Muscle stiffness and rigidness often involves involuntary tightening, which makes it difficult to initiate the desired movement. Automatic movements—such as swinging arms while walking, swallowing and facial expressions—may become increasingly difficult.

Slowed movements (bradykinesia)

Slowed movements often involve shuffling or shorter steps when walking.

Tremors or shakes

Tremors or shakes typically occur at rest and are usually absent when sleeping or when purposely moving. “Pill rolling” may also occur, which is characterized by rubbing the index and thumb together.

Other symptoms

Additionally, other common symptoms of the disease may include:

  • Bladder control issues
  • Body temperature changes
  • Changes in personality
  • Confusion
  • Constipation
  • Cramping (mainly in the legs)
  • Difficulty with speech
  • Depression
  • Fatigue
  • Fluctuating blood pressure (especially when standing)
  • Freezing (being unable to move; typically occurs in the advanced stages)
  • Increase in urination frequency (nocturia)
  • Increased sweating
  • Memory issues
  • Oily-looking skin (seborrhea)
  • Reduced or loss of sense of smell
  • Sexual dysfunction
  • Sleep issues (sometimes from restless leg syndrome)
  • Stooped posture

How is Parkinson’s disease diagnosed?

Although there are no laboratory tests for the disease, there are several things doctors look for when making a diagnosis. In addition to a physical exam and your medical history, the movement specialist will also look for the presence of the main symptoms of Parkinson’s disease.

However, because everyone may not show the common symptoms, a neurological exam may be ordered to observe and evaluate your case. If a diagnosis is still unclear, other tests may be conducted, including medical imaging exams.
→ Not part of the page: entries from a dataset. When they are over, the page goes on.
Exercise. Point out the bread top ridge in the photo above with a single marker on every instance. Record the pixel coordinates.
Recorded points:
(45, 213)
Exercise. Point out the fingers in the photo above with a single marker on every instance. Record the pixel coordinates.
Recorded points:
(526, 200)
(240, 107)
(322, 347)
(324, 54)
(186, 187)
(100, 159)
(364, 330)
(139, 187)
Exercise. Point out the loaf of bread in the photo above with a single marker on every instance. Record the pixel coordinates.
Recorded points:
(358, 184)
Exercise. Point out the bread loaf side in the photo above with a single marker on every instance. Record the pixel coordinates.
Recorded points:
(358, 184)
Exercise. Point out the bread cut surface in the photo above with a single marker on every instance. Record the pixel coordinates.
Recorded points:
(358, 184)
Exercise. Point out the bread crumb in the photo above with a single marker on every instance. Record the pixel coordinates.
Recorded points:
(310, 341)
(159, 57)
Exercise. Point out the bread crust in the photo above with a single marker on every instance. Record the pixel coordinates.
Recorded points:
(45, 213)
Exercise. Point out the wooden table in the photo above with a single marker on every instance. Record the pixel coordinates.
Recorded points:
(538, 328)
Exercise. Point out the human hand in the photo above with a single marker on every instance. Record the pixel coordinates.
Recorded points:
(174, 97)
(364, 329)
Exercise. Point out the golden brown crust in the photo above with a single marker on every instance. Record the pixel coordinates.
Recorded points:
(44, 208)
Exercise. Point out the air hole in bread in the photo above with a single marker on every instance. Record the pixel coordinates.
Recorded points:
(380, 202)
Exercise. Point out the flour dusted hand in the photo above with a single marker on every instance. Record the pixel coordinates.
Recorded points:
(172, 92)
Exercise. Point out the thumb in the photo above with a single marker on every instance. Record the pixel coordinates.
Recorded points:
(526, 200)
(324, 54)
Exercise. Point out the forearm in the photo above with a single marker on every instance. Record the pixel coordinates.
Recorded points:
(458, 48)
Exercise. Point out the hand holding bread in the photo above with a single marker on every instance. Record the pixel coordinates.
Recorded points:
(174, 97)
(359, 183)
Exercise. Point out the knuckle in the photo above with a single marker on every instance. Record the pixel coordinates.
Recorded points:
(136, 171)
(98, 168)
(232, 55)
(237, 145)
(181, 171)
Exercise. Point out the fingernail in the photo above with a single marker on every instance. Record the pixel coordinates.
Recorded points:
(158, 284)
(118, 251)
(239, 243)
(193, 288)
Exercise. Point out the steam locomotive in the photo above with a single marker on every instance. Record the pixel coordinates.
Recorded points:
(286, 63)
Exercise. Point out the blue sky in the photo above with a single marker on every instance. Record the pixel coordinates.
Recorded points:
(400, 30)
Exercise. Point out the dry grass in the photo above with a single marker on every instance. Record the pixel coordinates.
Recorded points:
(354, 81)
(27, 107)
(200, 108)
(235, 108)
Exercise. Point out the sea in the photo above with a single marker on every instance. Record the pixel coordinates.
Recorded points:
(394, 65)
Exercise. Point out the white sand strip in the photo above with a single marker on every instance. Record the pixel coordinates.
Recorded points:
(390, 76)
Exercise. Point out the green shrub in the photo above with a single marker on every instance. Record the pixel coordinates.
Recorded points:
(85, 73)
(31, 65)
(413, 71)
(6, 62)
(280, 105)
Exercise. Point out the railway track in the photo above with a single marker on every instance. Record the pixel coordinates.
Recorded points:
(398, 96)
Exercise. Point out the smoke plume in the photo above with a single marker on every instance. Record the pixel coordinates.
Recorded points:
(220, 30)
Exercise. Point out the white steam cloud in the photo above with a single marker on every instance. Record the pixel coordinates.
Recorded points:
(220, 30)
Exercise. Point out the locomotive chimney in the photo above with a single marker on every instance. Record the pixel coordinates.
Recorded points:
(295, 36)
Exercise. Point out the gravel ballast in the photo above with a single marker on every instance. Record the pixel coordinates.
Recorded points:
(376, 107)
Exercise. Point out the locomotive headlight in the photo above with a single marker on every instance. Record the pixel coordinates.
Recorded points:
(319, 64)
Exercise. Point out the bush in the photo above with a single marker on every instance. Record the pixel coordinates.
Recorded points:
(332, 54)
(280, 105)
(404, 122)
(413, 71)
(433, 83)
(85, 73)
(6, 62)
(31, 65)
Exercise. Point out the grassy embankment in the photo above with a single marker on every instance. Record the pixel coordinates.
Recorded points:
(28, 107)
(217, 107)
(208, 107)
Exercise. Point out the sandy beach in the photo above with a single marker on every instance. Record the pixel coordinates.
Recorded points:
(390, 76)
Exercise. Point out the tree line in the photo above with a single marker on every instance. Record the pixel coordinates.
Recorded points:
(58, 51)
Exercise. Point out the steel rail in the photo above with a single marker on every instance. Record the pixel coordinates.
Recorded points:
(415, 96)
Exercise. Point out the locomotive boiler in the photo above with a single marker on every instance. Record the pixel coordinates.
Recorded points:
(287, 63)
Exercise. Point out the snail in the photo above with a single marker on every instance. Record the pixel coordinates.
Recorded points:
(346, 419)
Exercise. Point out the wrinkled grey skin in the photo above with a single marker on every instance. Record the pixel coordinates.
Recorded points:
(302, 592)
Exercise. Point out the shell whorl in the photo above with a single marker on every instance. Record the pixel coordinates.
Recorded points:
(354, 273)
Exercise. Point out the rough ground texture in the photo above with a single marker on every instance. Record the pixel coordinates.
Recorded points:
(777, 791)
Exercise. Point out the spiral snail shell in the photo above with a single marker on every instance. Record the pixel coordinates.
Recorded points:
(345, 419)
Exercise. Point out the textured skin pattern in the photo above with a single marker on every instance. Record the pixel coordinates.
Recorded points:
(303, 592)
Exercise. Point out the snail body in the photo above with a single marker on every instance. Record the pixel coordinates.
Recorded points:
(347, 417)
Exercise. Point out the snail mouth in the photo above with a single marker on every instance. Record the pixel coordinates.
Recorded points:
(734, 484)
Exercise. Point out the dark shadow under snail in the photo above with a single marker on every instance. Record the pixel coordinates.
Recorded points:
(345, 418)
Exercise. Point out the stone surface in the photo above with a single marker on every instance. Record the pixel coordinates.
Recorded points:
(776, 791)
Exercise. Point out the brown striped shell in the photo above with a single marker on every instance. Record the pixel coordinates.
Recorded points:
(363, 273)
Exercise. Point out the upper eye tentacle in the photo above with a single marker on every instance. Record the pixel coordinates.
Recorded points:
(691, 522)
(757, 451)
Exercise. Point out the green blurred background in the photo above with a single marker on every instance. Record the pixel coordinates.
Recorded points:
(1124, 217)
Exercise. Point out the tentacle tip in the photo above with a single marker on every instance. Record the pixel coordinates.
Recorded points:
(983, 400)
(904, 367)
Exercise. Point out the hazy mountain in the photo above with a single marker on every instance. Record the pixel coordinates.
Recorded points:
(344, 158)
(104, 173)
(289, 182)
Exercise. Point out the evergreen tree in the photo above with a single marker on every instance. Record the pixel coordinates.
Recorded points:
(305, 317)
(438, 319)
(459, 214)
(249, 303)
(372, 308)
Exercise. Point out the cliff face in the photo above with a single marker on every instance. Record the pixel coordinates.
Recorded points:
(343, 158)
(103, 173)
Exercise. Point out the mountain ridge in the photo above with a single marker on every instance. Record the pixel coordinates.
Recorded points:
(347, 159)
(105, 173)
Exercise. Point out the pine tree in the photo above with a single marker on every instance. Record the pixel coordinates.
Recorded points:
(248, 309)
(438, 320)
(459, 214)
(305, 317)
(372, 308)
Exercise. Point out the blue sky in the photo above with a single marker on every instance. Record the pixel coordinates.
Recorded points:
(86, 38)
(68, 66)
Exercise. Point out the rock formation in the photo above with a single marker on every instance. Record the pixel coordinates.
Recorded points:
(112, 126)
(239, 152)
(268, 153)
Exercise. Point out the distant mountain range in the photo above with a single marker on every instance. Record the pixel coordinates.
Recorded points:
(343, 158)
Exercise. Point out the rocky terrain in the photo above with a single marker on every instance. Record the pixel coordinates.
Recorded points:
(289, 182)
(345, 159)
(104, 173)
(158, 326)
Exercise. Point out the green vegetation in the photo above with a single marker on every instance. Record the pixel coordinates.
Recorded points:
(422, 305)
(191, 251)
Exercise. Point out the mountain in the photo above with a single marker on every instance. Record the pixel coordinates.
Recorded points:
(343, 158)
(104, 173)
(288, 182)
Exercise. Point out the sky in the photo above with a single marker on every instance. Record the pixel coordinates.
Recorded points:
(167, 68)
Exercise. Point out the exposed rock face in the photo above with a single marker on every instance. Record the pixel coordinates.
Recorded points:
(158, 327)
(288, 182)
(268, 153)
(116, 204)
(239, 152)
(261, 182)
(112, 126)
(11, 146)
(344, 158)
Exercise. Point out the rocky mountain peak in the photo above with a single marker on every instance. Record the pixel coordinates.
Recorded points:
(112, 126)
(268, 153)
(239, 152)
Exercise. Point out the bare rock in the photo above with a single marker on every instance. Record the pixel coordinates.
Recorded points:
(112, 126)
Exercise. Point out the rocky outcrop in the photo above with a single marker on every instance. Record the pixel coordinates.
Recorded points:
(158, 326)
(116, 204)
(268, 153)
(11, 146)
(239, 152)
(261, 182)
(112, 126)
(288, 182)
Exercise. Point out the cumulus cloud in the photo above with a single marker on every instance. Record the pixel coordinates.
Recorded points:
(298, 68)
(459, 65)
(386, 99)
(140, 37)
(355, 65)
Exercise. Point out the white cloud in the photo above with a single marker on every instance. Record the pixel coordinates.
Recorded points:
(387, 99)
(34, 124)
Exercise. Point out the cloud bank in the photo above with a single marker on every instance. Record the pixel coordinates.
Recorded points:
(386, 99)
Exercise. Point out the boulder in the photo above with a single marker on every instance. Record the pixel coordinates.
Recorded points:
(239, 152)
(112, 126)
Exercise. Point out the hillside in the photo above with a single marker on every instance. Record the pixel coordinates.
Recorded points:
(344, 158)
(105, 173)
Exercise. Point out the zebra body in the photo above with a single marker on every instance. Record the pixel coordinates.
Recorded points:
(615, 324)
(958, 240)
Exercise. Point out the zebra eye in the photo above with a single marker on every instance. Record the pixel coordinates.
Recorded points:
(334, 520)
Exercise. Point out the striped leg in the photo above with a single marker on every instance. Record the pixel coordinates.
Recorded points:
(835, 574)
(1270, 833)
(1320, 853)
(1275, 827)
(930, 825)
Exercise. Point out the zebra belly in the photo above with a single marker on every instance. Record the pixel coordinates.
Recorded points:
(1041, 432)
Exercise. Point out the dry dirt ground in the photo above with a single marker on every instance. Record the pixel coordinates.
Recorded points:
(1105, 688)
How is Parkinson’s disease treated?

The key to successfully treating Parkinson’s disease lies partly in finding a neurologist who specializes in movement-related diseases and can create a customized treatment plan for you. Our neurologists combine the latest technology and research with movement disorder expertise to craft a custom plan that meets each individual’s specific needs and goals.

Since there is not a cure for Parkinson’s disease, the primary treatment options involve symptom management. This is typically in the form of medications that increase dopamine. However, most treatment plans include one or a combination of the following:

Lifestyle changes

Specific lifestyle changes vary depending on the individual’s needs, goals, symptoms and current lifestyle. Some recommended changes may include: more rest, diet changes, exercise, stress and depression management or home safety modifications.

Medication

Medications that help relieve Parkinson’s disease symptoms involve either increasing the amount of dopamine or activating the dopamine receptors. Carbidopa and levodopa are typically the most effective in this category.

Speech therapy

If the disease is affecting a person’s ability to speak, including being able to speak loud enough to be heard, then speech therapy may help.

Surgery

Some people have seen symptom reduction from advanced surgery; typically, surgery involves deep brain stimulation (DBS), a form of neurostimulation.

In DBS, electrodes are placed in different areas of the brain. Sending an electrical impulse to those electrodes can result in symptom reduction. This procedure is less invasive than other surgical options, may be reversible if necessary and is adjustable to help meet the specific needs of the patient. However, every surgical procedure involves risks and should be discussed with your neurologist.